Telegram file photo |
| Durham-based Self-Help Credit Union has bought the old post office on Tarboro Street in downtown Rocky Mount. |
The company plans to replace the 76-year-old building's roof immediately, then completely renovate the building when it finds a tenant, Brown said.
"They're the best-case buyers for this building," said Rocky Mount Downtown Development Manager Ian Kipp. "They've got a lot of things working for them: experience dealing with these things, getting the tax credits, doing the rehab work."
Self-Help has invested more than $51 million in redeveloping buildings across North Carolina and Washington, D.C. It bought the Peoples Bank building in 1999, and tenants moved into the renovated building earlier this summer.
Dr. Stephen Kinard – who with his wife, Donna, own the post office building through a limited liability company named Propel Enterprises – had a Wednesday auction for both the old post office as well as a 77-year-old office building at 120 Howard St. they own. But the Kinards rejected the highest bid for the Howard Street property because it did not meet the minimum asking price of $75,000.
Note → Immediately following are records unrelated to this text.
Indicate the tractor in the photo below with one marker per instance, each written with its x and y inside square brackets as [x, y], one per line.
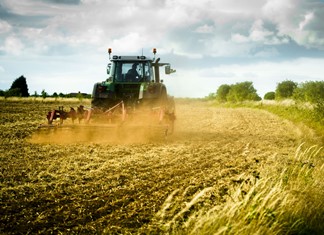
[132, 94]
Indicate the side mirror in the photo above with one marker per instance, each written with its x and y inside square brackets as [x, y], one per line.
[108, 68]
[169, 70]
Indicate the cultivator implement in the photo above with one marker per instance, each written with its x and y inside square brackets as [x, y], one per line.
[119, 122]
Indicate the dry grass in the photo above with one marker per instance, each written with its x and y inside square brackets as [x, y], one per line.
[223, 171]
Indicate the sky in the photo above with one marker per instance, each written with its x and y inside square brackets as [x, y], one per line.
[61, 45]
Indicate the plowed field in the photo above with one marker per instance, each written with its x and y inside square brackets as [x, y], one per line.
[122, 187]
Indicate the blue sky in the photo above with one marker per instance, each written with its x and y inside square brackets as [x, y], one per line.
[61, 45]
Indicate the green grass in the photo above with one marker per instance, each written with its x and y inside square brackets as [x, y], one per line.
[299, 113]
[288, 199]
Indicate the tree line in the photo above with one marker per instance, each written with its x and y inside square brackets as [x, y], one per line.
[310, 91]
[19, 88]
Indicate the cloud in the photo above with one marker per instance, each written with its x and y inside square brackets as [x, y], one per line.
[12, 46]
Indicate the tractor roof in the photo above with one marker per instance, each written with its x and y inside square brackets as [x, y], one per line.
[131, 58]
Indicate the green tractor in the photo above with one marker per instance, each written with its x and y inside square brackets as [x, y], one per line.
[134, 92]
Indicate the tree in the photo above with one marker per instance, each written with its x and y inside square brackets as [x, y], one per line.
[44, 94]
[222, 92]
[270, 95]
[312, 92]
[20, 87]
[242, 91]
[285, 89]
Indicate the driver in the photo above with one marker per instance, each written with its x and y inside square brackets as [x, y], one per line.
[132, 74]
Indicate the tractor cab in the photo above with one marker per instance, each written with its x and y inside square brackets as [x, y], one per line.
[132, 80]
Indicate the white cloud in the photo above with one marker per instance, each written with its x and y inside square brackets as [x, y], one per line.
[205, 29]
[4, 27]
[13, 46]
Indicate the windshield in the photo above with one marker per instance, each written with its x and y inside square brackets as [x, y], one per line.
[132, 71]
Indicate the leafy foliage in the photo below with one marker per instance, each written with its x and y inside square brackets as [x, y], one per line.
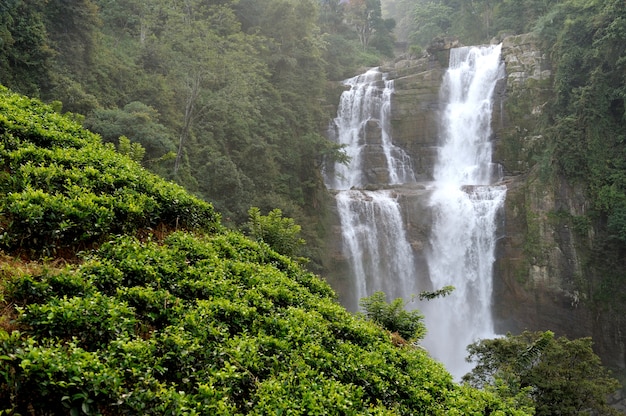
[212, 324]
[62, 189]
[195, 321]
[394, 317]
[559, 375]
[281, 234]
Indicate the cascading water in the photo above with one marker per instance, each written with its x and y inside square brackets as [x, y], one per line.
[374, 238]
[465, 206]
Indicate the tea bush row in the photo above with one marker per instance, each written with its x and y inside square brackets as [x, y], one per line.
[60, 188]
[207, 325]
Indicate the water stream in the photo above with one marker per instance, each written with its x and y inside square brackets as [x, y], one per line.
[464, 201]
[373, 231]
[465, 206]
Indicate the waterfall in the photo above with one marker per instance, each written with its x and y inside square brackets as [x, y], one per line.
[373, 231]
[464, 201]
[362, 127]
[465, 206]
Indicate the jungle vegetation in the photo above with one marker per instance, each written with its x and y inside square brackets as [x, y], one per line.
[229, 99]
[122, 294]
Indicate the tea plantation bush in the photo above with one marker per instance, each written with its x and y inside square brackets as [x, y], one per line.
[199, 321]
[61, 188]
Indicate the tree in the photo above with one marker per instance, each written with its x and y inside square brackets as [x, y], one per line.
[137, 121]
[561, 376]
[394, 317]
[281, 234]
[24, 47]
[365, 16]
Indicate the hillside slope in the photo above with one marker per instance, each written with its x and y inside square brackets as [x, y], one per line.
[122, 294]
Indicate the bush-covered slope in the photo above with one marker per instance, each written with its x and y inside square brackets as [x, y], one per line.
[194, 321]
[61, 188]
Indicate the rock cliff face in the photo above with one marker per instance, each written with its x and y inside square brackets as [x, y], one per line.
[540, 278]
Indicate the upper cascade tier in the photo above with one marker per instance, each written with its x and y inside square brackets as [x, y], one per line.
[362, 127]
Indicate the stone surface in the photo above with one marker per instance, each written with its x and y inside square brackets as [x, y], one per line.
[540, 283]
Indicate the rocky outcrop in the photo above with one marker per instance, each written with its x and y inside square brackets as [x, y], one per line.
[540, 277]
[541, 280]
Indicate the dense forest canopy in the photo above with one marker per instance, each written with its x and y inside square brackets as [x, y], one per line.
[229, 98]
[122, 294]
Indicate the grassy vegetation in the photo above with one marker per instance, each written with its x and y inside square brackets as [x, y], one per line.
[122, 294]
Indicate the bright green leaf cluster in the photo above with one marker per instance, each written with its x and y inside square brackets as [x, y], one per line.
[62, 189]
[207, 325]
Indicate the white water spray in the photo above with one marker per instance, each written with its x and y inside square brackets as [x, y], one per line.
[373, 231]
[362, 108]
[465, 207]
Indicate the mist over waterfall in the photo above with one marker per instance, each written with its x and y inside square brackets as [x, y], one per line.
[378, 200]
[373, 231]
[465, 206]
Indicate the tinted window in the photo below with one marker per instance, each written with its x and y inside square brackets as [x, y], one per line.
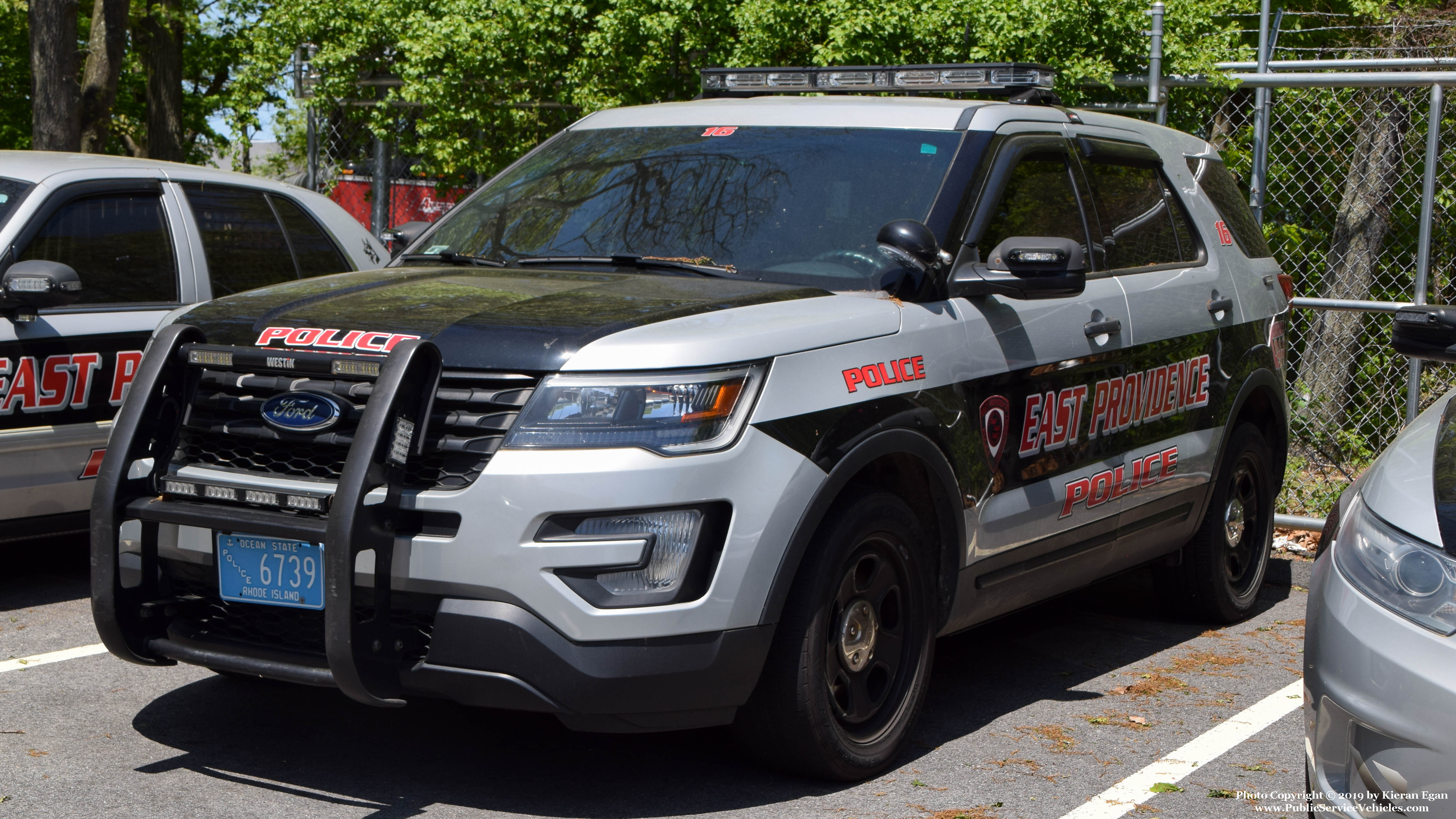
[119, 247]
[784, 204]
[1232, 204]
[312, 247]
[242, 239]
[1142, 222]
[1039, 200]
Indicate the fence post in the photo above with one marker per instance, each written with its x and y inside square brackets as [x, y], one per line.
[312, 184]
[1155, 63]
[1423, 255]
[379, 210]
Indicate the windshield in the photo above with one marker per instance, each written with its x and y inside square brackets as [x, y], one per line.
[798, 206]
[11, 194]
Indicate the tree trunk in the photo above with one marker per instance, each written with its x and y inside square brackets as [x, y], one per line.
[1327, 364]
[164, 36]
[55, 124]
[107, 46]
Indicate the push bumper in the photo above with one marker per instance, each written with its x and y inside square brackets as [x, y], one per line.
[480, 652]
[1379, 718]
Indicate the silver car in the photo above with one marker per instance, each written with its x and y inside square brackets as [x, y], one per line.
[1381, 659]
[133, 241]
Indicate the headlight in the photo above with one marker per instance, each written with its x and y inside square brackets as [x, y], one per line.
[670, 414]
[1403, 574]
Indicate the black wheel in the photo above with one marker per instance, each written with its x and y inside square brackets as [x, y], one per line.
[1224, 564]
[851, 658]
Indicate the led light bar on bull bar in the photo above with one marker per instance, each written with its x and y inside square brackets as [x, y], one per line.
[884, 79]
[305, 501]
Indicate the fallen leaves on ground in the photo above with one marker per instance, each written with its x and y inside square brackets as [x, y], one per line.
[979, 812]
[1221, 793]
[1030, 764]
[1197, 661]
[1154, 684]
[1056, 737]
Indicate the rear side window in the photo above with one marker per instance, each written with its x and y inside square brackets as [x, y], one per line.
[254, 239]
[119, 245]
[1232, 204]
[1142, 222]
[242, 239]
[312, 247]
[1039, 201]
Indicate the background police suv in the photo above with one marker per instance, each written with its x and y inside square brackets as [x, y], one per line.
[688, 420]
[142, 238]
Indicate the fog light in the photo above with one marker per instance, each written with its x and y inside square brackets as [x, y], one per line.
[178, 488]
[255, 497]
[676, 534]
[1419, 574]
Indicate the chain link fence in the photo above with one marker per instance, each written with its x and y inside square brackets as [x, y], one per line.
[1343, 217]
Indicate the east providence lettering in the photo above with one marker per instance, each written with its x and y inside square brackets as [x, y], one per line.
[1055, 420]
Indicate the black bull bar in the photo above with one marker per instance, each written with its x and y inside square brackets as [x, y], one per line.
[365, 655]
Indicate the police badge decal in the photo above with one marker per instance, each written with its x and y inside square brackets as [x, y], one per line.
[995, 422]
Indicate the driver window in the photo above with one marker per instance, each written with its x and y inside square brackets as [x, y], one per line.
[117, 243]
[1039, 200]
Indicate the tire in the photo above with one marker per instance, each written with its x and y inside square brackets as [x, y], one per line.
[829, 705]
[1224, 565]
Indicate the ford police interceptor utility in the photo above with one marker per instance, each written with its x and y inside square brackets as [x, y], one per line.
[720, 412]
[94, 252]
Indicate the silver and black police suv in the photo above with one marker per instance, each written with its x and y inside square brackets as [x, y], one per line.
[98, 251]
[720, 412]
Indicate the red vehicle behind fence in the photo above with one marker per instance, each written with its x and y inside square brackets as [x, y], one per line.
[408, 200]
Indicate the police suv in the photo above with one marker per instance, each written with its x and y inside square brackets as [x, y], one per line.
[97, 251]
[720, 412]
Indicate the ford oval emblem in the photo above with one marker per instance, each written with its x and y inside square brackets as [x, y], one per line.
[302, 412]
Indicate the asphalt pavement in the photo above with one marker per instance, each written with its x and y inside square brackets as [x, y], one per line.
[1030, 716]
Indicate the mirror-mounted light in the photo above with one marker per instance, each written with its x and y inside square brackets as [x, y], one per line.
[37, 283]
[1426, 331]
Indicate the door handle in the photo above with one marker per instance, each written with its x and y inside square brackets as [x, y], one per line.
[1110, 326]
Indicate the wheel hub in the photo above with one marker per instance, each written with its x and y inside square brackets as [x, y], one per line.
[858, 629]
[1234, 521]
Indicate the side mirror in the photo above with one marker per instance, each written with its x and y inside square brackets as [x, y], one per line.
[1026, 267]
[31, 286]
[909, 241]
[1425, 331]
[402, 236]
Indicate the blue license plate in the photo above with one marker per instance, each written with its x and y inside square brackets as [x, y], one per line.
[270, 571]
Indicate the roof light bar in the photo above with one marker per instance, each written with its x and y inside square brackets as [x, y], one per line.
[886, 79]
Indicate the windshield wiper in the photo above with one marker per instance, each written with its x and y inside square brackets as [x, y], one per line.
[702, 265]
[453, 260]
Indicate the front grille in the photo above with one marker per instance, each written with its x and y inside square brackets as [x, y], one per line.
[223, 427]
[280, 629]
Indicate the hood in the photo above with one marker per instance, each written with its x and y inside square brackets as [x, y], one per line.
[539, 321]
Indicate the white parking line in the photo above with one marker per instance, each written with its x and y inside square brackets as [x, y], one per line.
[1203, 750]
[53, 657]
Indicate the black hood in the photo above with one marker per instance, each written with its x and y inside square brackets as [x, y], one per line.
[486, 319]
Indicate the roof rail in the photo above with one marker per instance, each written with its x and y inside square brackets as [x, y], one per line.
[1002, 79]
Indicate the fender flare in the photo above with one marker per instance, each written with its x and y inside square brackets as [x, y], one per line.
[946, 492]
[1263, 377]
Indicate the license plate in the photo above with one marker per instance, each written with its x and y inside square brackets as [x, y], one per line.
[270, 571]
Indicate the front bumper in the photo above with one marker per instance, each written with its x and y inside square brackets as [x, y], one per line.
[475, 615]
[1379, 707]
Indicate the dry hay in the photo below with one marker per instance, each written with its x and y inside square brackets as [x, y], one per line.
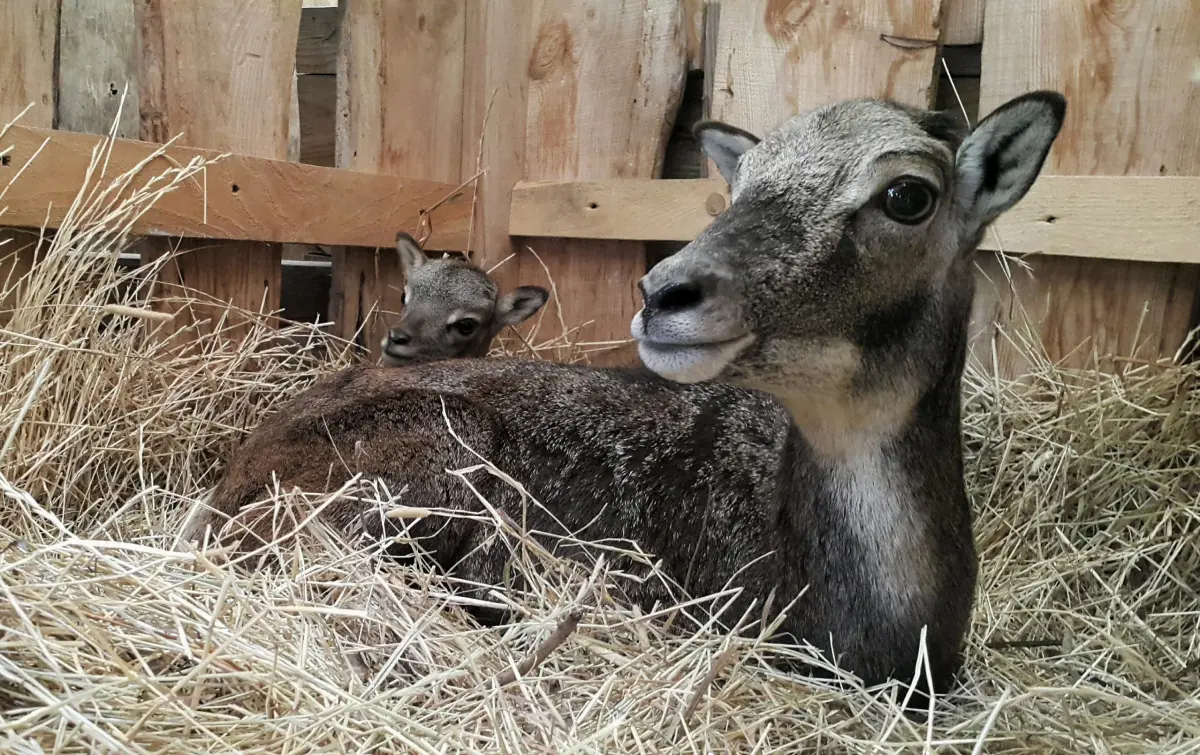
[113, 637]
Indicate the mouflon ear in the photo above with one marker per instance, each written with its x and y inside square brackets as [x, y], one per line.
[411, 255]
[520, 304]
[999, 161]
[724, 144]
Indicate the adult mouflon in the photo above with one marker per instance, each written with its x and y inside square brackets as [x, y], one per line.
[798, 421]
[451, 309]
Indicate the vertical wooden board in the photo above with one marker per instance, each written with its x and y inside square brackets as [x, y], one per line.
[97, 63]
[27, 58]
[28, 29]
[775, 58]
[400, 111]
[605, 83]
[1132, 111]
[963, 22]
[220, 73]
[493, 137]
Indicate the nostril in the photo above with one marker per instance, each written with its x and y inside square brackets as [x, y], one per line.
[676, 297]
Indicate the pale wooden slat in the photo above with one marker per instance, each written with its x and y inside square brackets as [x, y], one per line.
[497, 58]
[400, 111]
[629, 209]
[1132, 111]
[775, 59]
[275, 201]
[219, 73]
[605, 81]
[1113, 217]
[963, 22]
[97, 61]
[317, 45]
[28, 29]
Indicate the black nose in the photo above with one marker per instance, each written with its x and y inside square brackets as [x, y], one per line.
[675, 297]
[399, 337]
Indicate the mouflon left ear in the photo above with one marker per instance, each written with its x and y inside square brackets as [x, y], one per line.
[999, 161]
[411, 255]
[520, 304]
[724, 144]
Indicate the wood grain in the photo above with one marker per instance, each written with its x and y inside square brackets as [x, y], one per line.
[1132, 111]
[1111, 217]
[317, 95]
[605, 83]
[97, 63]
[220, 75]
[275, 201]
[963, 22]
[777, 58]
[400, 111]
[27, 61]
[317, 45]
[628, 209]
[496, 96]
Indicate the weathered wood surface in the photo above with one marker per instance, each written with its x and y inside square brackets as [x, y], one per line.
[318, 40]
[605, 82]
[1132, 111]
[495, 101]
[1147, 219]
[97, 67]
[963, 22]
[220, 75]
[627, 209]
[400, 111]
[27, 85]
[275, 201]
[778, 58]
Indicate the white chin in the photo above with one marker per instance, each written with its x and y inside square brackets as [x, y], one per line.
[690, 364]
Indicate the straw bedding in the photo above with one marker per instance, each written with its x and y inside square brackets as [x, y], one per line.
[114, 637]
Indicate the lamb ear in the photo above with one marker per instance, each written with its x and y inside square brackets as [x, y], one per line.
[724, 144]
[1000, 160]
[520, 304]
[411, 255]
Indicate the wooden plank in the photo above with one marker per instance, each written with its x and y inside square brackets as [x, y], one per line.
[605, 83]
[400, 111]
[775, 59]
[245, 198]
[963, 22]
[1132, 111]
[1114, 217]
[317, 43]
[625, 209]
[97, 63]
[220, 75]
[694, 27]
[27, 58]
[317, 96]
[495, 101]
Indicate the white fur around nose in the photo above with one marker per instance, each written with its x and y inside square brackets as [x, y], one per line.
[874, 491]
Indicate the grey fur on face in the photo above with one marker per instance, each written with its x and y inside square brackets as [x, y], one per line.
[451, 309]
[795, 433]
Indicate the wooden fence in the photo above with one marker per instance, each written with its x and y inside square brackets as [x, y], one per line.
[553, 133]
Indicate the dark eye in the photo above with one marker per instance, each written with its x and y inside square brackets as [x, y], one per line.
[909, 201]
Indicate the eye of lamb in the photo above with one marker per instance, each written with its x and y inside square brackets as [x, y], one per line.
[909, 201]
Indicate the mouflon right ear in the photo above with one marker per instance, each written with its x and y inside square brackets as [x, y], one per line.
[999, 161]
[411, 255]
[724, 144]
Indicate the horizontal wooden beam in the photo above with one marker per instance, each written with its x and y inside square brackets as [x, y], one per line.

"There were several interested in buying the (post office) building, so for the playing field to be level, we thought the auction would be the way to go," Donna Kinard said. "We also wanted to bring some visibility to the downtown renovation projects."
The Kinards bought the old post office, which has a tax valuation of $277,358, from Edgecombe Community College in 2003 for $30,000, less than half of Wednesday's top auction bid. The 2003 sale included a protective agreement by which Preservation North Carolina has the right to first refusal on the building, meaning it could match or beat any potential buyer's offer.
But Kipp and Brown said that will be unlikely. Self-Help has worked with Preservation North Carolina before and has been in contact for weeks with the nonprofit organization, Brown said.
The building will likely work best for a single tenant, such as a charter school, insurance company or bank, he said. The renovation will be designed to fit whatever tenant is found.
"I spent the better part of the morning soliciting my friends and new friends in Rocky Mount to talk it up and find us a new tenant," Brown said. "It would make a very stately building for somebody that needed to present a substantial image to Rocky Mount."
The speculative purchase is similar to the Peoples Bank building, Kipp said. The purchase will keep the building's historic face and likely make it useful in the future, he said.
"The historic preservation in downtown Rocky Mount is what distinguishes Rocky Mount from anywhere else," Kipp said. "Once they find a tenant, they're going to renovate the building and renovate it in the way it deserves to be done."